En los últimos días, un video viral de TikTok encendió una fuerte polémica en redes sociales tras la denuncia pública contra Jhon Palacios, conocido por su trabajo como imitador de Michael Jackson. La acusación fue realizada por una joven argentina, quien relató su experiencia a través de la plataforma.
Según su testimonio, el hecho ocurrió cuando ella tenía 15 años. La joven asegura que Palacios se acercó con la excusa de ofrecerle enseñarle coreografías, generando un vínculo de confianza. Sin embargo, sostiene que la situación derivó en constantes episodios de abuso y manipulación dentro de un ámbito privado.
La joven, que se encuentra en TikTok como @redvelvet.ghost, comenta los futuros planes de Jhon Palacios. Su idea es abrir una academia de baile en Argentina para que niños y adolescentes puedan disfrutar de los pasos de Michael Jackson.
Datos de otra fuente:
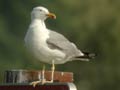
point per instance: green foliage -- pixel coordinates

El caso tomó relevancia rápidamente y distintos usuarios expresaron apoyo hacia la denunciante Estefanía tanto como mensajes sobre situaciones similares con la misma persona.
Precisamente, Estefanía Escobedo denunció legalmente a Jhon Palacios por abuso, no fue solo en redes. De todas formas, el caso no avanzó y sigue sin condena. Como en muchos otros hechos similares, las autoridades no dieron una respuesta efectiva.
El caso vuelve a poner en evidencia la importancia de escuchar, acompañar y actuar con responsabilidad frente a este tipo de denuncias. La viralización en redes no solo expone esta situación sino, también, permite que muchas otras personas pueden hablar y compartir acontecimientos de este tipo, ya sea con la misma persona u otras. La falta de respuestas efectivas vuelve a poner en discusión los mecanismos de protección, el rol de la Justicia y la necesidad de prevenir que estos hechos se repitan. Es importante que nos cuidemos entre todos, que sepamos escuchar y, por sobre todo, impedir que estas situaciones ocurran nuevamente.